Seine Majestät: Vulcano Sajama


Ort: Sajama, Bolivien
Zeit: 8.10.-10.10.2007
Aktivitaet: Drei Tage Trekkingtour
Inside: Ausführlicher Bericht und wenige Bilder



Der Assistent des Busfahrers gibt mir ein Zeichen. Wir sind da. Die anderen Gaeste schauen mich unglauebig an, als ich als einziger vom Bus aussteige. Vom La Paz - Arica Highway biegt eine Sandpiste ab, verlassene Huetten und verfallene Schilder zeigen die Kreuzung an. Das Bus faehrt weiter. Ich sehe mich um: vor mir liegen zwei Stunden Fussmarsch ueber die Piste ins Dorf, stehts im Angesicht des rechts neben mir leigenden schneegekroenten Vulkans Sajama, der mit 6542m hoechste Berg Boliviens. Ein in La Paz lebender Schweizer hat mir die Tour empfohlen. Die Tour bewegt sich zwischen 4200 und 5200m Hoehe und ist eine gute Vorbereitung vor meinem ersten 6000er. Er hat gesagt ich soll den Bus nehmen, hier aussteigen, zum Dorf laufen und dann der Route folgen, die er in eine Uebersichtskarte in meinen Reisefuehrer gemalt hat. Die Route hat dort einen Durchmesser von ca. 1,5cm und dauert drei Tage. Zugegeben, die mangelnde Detaildarstellung hat mich etwas zur Improvisation der Route gezwungen. Als ich ihn aber spaeter nochmals getroffen habe, meinte er ich haette wohl so ziemlich alles gefunden. Die Orientierung ist relativ einfach, es ist weitlaeufig und die Riesen Sajama, Parinacota (6342) und Pomerane (6282m) sind bereitwillige Orientierungshilfen. Wegen der Grenze zu Chile, den Schmugglern, den schieswilligen Grenzschuetzern und teilweise vermienten Gebieten ist die Ecke wohl nicht ganz ohne. Christian, der Schweizer hat mir einige Tips gegeben, dann habe ich noch mit den Einheimischen gesprochen und war mir ziemlich sicher dass es klar geht.
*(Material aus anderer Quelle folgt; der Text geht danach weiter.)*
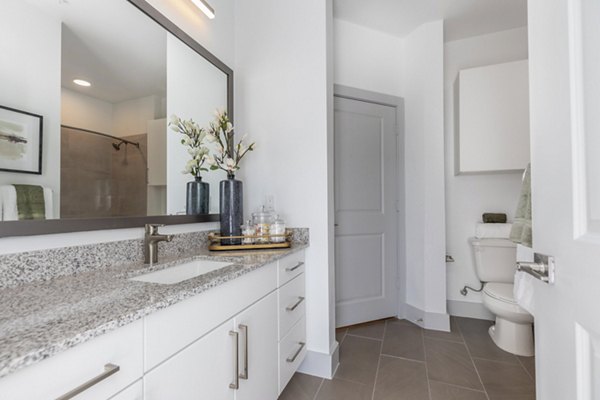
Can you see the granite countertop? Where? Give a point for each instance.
(40, 319)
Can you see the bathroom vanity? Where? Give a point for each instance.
(237, 332)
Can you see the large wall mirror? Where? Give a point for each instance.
(101, 155)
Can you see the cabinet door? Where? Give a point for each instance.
(202, 371)
(258, 327)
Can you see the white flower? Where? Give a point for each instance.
(174, 119)
(209, 159)
(230, 164)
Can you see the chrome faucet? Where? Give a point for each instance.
(151, 239)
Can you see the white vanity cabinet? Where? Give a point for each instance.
(73, 368)
(237, 360)
(241, 340)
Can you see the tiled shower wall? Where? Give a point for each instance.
(99, 181)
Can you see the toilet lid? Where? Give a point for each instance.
(500, 291)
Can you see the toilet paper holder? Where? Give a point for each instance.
(541, 268)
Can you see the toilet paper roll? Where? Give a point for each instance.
(523, 291)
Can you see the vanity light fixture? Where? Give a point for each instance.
(205, 7)
(81, 82)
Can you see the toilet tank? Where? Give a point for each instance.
(495, 259)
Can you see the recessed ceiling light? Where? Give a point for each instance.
(205, 7)
(81, 82)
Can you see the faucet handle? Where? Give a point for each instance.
(152, 229)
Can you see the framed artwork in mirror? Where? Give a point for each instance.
(20, 141)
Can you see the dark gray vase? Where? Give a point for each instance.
(231, 209)
(197, 197)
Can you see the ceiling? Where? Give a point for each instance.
(462, 18)
(111, 44)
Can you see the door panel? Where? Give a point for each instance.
(261, 322)
(203, 370)
(366, 187)
(565, 96)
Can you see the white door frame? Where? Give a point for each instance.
(347, 92)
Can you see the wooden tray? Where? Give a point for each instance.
(216, 242)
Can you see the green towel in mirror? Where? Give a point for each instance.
(30, 202)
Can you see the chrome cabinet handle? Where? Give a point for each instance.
(292, 269)
(244, 374)
(109, 369)
(236, 362)
(292, 308)
(296, 354)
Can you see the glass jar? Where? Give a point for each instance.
(278, 228)
(248, 229)
(262, 222)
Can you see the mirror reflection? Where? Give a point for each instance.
(102, 103)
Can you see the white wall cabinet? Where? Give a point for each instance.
(242, 340)
(493, 118)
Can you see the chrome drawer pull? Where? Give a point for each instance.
(292, 308)
(244, 374)
(296, 354)
(292, 269)
(236, 362)
(109, 369)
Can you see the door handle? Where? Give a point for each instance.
(109, 369)
(244, 329)
(236, 361)
(292, 269)
(292, 308)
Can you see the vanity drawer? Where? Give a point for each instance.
(292, 307)
(292, 350)
(66, 371)
(290, 267)
(175, 327)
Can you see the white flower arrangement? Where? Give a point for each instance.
(194, 138)
(228, 155)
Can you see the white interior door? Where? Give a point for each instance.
(366, 179)
(564, 37)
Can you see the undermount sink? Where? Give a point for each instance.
(182, 272)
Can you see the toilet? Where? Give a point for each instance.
(495, 264)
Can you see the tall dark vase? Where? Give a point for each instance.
(197, 197)
(231, 208)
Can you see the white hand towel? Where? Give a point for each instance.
(495, 231)
(48, 204)
(9, 203)
(523, 291)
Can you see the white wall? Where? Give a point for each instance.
(424, 166)
(283, 102)
(32, 84)
(216, 35)
(195, 89)
(131, 117)
(367, 59)
(86, 112)
(469, 196)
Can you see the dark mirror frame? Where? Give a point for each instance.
(25, 228)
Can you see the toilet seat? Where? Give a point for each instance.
(500, 291)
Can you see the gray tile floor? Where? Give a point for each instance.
(396, 360)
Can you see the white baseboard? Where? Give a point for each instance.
(469, 309)
(321, 364)
(425, 319)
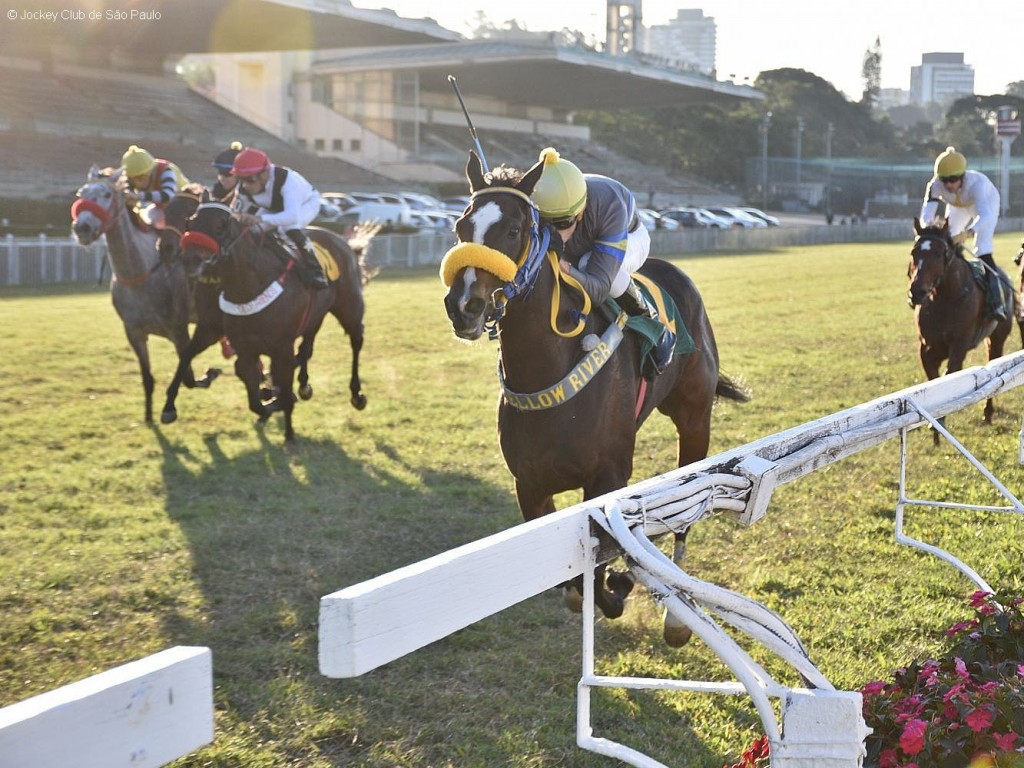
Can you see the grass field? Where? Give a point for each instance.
(119, 539)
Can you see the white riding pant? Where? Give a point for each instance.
(637, 250)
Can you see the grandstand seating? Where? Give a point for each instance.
(53, 125)
(57, 121)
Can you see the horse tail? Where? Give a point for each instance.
(359, 243)
(731, 390)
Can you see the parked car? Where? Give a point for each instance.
(696, 217)
(420, 202)
(654, 220)
(766, 217)
(434, 220)
(342, 201)
(458, 204)
(739, 218)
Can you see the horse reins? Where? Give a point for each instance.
(535, 252)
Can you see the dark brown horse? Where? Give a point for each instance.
(206, 291)
(552, 442)
(266, 307)
(151, 295)
(949, 306)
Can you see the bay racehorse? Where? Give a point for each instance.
(150, 294)
(266, 307)
(503, 280)
(949, 306)
(206, 290)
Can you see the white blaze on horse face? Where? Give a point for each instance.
(468, 279)
(482, 219)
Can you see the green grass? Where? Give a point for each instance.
(119, 539)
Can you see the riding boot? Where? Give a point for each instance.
(635, 303)
(309, 267)
(994, 308)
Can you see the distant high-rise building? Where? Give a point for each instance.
(689, 40)
(624, 24)
(940, 79)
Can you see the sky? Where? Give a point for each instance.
(827, 39)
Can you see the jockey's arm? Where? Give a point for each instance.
(596, 276)
(167, 187)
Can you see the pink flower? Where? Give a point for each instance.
(912, 739)
(979, 720)
(962, 669)
(888, 759)
(873, 689)
(1005, 741)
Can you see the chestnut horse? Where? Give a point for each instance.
(266, 307)
(585, 440)
(949, 306)
(151, 294)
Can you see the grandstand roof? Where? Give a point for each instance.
(543, 73)
(81, 30)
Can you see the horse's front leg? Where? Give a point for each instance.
(931, 360)
(202, 339)
(137, 340)
(248, 369)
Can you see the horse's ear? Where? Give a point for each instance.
(530, 178)
(474, 172)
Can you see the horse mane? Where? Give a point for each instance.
(505, 175)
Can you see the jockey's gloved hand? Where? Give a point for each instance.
(556, 244)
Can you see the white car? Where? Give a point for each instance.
(652, 220)
(767, 217)
(739, 218)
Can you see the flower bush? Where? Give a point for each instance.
(964, 709)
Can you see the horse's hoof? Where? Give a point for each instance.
(676, 636)
(620, 584)
(572, 599)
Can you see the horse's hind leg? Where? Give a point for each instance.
(302, 364)
(349, 314)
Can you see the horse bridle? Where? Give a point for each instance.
(947, 258)
(86, 205)
(207, 242)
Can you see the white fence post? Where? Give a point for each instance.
(370, 624)
(141, 715)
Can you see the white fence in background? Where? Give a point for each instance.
(141, 715)
(43, 260)
(373, 623)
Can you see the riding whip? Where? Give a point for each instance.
(469, 122)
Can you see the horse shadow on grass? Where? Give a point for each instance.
(271, 530)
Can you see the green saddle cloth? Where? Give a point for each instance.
(649, 330)
(980, 270)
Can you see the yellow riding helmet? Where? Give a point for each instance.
(950, 163)
(561, 192)
(137, 162)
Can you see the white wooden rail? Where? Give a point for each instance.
(370, 624)
(141, 715)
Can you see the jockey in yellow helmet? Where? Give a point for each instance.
(151, 183)
(602, 239)
(972, 208)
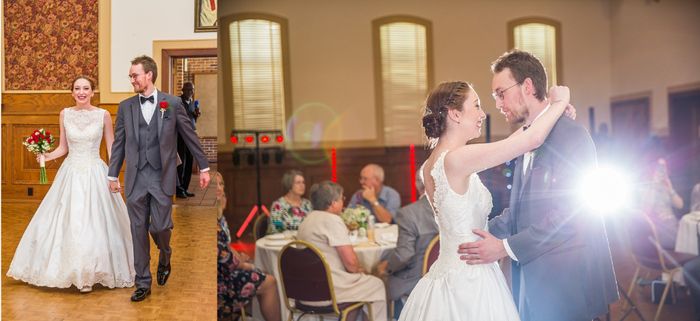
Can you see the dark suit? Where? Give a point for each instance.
(417, 228)
(184, 170)
(561, 246)
(150, 153)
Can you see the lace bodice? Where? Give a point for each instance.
(457, 214)
(83, 130)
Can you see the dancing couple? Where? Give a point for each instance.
(83, 233)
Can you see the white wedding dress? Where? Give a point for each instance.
(452, 289)
(80, 234)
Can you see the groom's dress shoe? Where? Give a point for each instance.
(140, 294)
(163, 274)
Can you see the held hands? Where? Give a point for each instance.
(381, 268)
(570, 111)
(114, 186)
(204, 180)
(559, 94)
(488, 250)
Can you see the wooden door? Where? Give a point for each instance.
(684, 124)
(630, 127)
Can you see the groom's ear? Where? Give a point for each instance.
(528, 86)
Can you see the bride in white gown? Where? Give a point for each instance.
(452, 289)
(80, 234)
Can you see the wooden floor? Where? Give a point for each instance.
(189, 295)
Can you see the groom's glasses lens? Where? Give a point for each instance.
(498, 94)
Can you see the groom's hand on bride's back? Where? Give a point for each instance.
(114, 187)
(487, 250)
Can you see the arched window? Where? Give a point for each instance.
(541, 37)
(403, 76)
(254, 49)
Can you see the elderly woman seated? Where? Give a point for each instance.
(287, 212)
(326, 230)
(237, 278)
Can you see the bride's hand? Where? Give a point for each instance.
(559, 94)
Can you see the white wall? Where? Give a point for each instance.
(655, 45)
(135, 24)
(331, 49)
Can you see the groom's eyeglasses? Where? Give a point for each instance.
(498, 94)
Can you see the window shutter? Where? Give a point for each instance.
(257, 75)
(404, 71)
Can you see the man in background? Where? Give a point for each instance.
(404, 265)
(184, 170)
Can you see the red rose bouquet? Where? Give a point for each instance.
(40, 142)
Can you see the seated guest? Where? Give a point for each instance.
(695, 198)
(237, 278)
(383, 201)
(404, 264)
(661, 198)
(287, 212)
(691, 273)
(326, 230)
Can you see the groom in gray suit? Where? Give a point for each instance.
(145, 135)
(562, 268)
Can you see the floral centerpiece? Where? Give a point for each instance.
(355, 217)
(40, 142)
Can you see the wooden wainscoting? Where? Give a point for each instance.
(21, 114)
(240, 180)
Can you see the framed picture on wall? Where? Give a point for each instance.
(205, 16)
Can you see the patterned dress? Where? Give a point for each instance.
(236, 286)
(284, 216)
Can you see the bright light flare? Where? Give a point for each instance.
(605, 190)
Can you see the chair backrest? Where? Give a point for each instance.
(431, 254)
(260, 226)
(644, 243)
(305, 274)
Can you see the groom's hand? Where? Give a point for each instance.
(114, 187)
(488, 250)
(204, 180)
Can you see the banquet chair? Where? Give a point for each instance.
(260, 226)
(648, 255)
(306, 277)
(431, 254)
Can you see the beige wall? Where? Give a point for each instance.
(654, 46)
(331, 50)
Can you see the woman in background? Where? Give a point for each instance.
(662, 199)
(237, 278)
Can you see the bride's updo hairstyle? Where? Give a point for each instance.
(447, 95)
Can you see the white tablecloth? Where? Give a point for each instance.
(267, 249)
(688, 233)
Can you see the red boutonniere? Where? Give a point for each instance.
(163, 107)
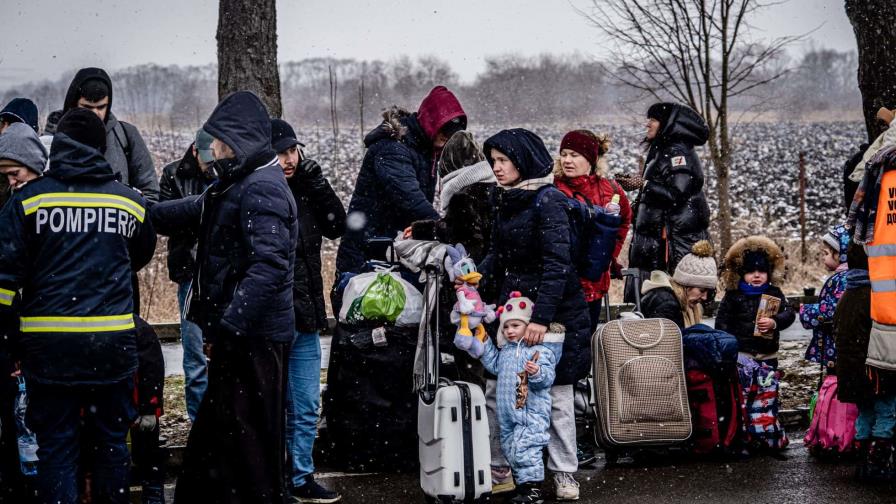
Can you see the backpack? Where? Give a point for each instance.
(714, 390)
(833, 426)
(761, 405)
(592, 234)
(716, 412)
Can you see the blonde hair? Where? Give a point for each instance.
(692, 314)
(601, 168)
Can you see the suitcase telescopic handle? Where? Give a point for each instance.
(635, 273)
(431, 355)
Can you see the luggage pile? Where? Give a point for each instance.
(369, 406)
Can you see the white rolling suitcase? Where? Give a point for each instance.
(452, 429)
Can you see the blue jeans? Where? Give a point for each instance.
(302, 404)
(195, 365)
(54, 414)
(877, 418)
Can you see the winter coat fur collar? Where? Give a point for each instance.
(734, 259)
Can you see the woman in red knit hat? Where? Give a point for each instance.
(581, 171)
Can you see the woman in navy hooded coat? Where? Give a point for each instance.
(530, 253)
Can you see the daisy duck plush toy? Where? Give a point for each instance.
(469, 311)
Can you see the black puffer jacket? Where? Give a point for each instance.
(320, 214)
(395, 186)
(737, 316)
(181, 179)
(126, 151)
(530, 251)
(248, 229)
(672, 199)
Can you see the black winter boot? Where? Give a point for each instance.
(528, 493)
(880, 465)
(862, 448)
(153, 493)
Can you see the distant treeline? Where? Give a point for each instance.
(511, 90)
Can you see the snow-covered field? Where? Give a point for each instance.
(764, 177)
(764, 181)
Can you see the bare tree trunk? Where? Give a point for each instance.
(247, 50)
(872, 22)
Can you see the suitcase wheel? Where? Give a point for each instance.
(611, 456)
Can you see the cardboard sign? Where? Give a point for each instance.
(768, 308)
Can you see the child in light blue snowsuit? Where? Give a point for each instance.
(525, 375)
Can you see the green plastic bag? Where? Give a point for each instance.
(384, 299)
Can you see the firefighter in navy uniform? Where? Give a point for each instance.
(70, 241)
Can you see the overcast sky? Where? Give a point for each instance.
(43, 38)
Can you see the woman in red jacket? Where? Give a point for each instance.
(581, 171)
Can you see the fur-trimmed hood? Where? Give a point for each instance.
(400, 125)
(734, 259)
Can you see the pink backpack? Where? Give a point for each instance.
(833, 426)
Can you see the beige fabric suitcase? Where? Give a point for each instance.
(640, 390)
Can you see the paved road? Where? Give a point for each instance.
(798, 480)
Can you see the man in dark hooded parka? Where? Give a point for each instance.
(242, 299)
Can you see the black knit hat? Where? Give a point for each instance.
(283, 136)
(660, 112)
(755, 260)
(20, 110)
(85, 127)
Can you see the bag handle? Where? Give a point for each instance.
(639, 346)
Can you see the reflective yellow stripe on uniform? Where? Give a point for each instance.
(92, 200)
(106, 323)
(6, 297)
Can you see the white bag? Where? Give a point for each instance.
(358, 285)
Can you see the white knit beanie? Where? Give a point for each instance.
(517, 307)
(698, 269)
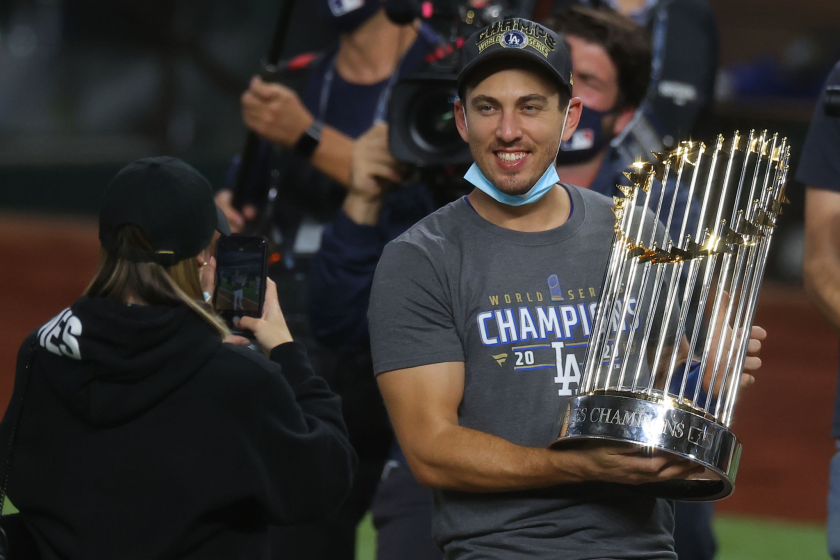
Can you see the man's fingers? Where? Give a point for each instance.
(271, 300)
(752, 363)
(758, 333)
(263, 90)
(249, 211)
(237, 340)
(249, 323)
(680, 470)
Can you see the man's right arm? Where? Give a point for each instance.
(821, 266)
(423, 405)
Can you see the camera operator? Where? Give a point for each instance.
(684, 66)
(309, 124)
(374, 212)
(819, 169)
(146, 431)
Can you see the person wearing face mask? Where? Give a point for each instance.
(309, 123)
(685, 58)
(611, 56)
(457, 297)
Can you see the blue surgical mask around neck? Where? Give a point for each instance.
(540, 188)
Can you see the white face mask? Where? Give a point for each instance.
(540, 188)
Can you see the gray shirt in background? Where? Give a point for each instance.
(517, 309)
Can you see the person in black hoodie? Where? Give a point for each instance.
(144, 435)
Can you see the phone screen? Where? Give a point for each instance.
(240, 276)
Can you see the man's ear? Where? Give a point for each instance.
(572, 120)
(622, 119)
(461, 120)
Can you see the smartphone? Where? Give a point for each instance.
(241, 264)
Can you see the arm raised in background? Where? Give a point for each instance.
(276, 113)
(821, 265)
(341, 272)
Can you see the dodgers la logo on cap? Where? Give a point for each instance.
(514, 39)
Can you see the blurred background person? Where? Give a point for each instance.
(819, 169)
(309, 122)
(146, 430)
(611, 59)
(684, 65)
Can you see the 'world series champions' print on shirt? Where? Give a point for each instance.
(546, 330)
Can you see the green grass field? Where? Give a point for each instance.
(739, 538)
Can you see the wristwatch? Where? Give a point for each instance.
(309, 140)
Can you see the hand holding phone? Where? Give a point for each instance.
(241, 266)
(270, 330)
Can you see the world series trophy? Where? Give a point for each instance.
(653, 376)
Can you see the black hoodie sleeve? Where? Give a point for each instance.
(311, 474)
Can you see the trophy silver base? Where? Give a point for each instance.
(660, 424)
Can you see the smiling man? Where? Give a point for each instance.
(479, 319)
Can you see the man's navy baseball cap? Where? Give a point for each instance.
(517, 38)
(170, 201)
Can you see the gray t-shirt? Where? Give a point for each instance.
(517, 309)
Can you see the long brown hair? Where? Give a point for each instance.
(152, 283)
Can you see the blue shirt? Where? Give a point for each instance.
(819, 167)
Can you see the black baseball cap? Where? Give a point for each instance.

Jedenfalls mache ich mich auf den Weg. Ich ueberquere eine Bachfassung. Selbst gegen 11:00 ist immer noch Eis am Rand. Man hat mich schon vorgewarnt: Tagsueber ist ok, aber nachts wirds maechtig kalt - ohne Zweifel. Der Weg ist relativ langweilig. Trotzdem platze ich vor Enthusiasmus: So unglaublich schoene Berge um mich herum - traumhaft! Auf den weiten Ebenen dazwischen grassen ueberall von den Campesitos gehaltene Llamas, vor dem Sajama entdecke ich immer wieder wild lebende Vicunas. Ich komme an ein paar Haeusern vorbei und begruesse die einfach lebenden Bauern hier. Meist sind es zwei je maximal zehn Quadratmeter grosse Lehmhuetten: eine als Lager, eine zum wohen und ein Viehpferch. Das wars. Auf der ganzen Strecke kommt mir ein Jeep entgegen. Die Leuten gruessen freundlich und ueberlassen mich wieder der Einsamkeit. Schlieslich komme ich im Dorf Sajama an. Die Parkverwalterin faengt mich ab und verlangt drei Euro Parkeintritt. Dafuer beraet sie mich feundlich. Ich bekomme ein Tourifaltblatt mit ein paar einfachen Uebersichtskarten. Ordentliche Karten gibt es auch hier nicht. Nachdem ich mir den Ort angesehen habe, lasse ich mir den Weg zu den Geysieren deuten, der erste Wegpunkt auf dem Trek. Auf dem Jeeptrail dahin hat es sogar Schilder, die Orientierung ist somit einfach. Das Gehen ist allerdings dank 18kg Rucksack und tiefen Sand weniger ein Vergnuegen. Nach weiteren drei Stunden erreiche ich die sprudelnde heissen Quellen um etwa eine halbe Stunde ueberhalb mein Zelt aufzuschlagen. Es wohnen noch einheimische Bauern hier oben. Die letzte Stunde Sonnenschein nutze ich mir eine Suppe und Coca-Tee zuzubereiten. Kurz darauf ist die Sonne weg. Schlagartig wird es einige Grade kaelter, stuermischer Wind kommt auf und ich verziehe mich in den Schalfsack ins Zelt.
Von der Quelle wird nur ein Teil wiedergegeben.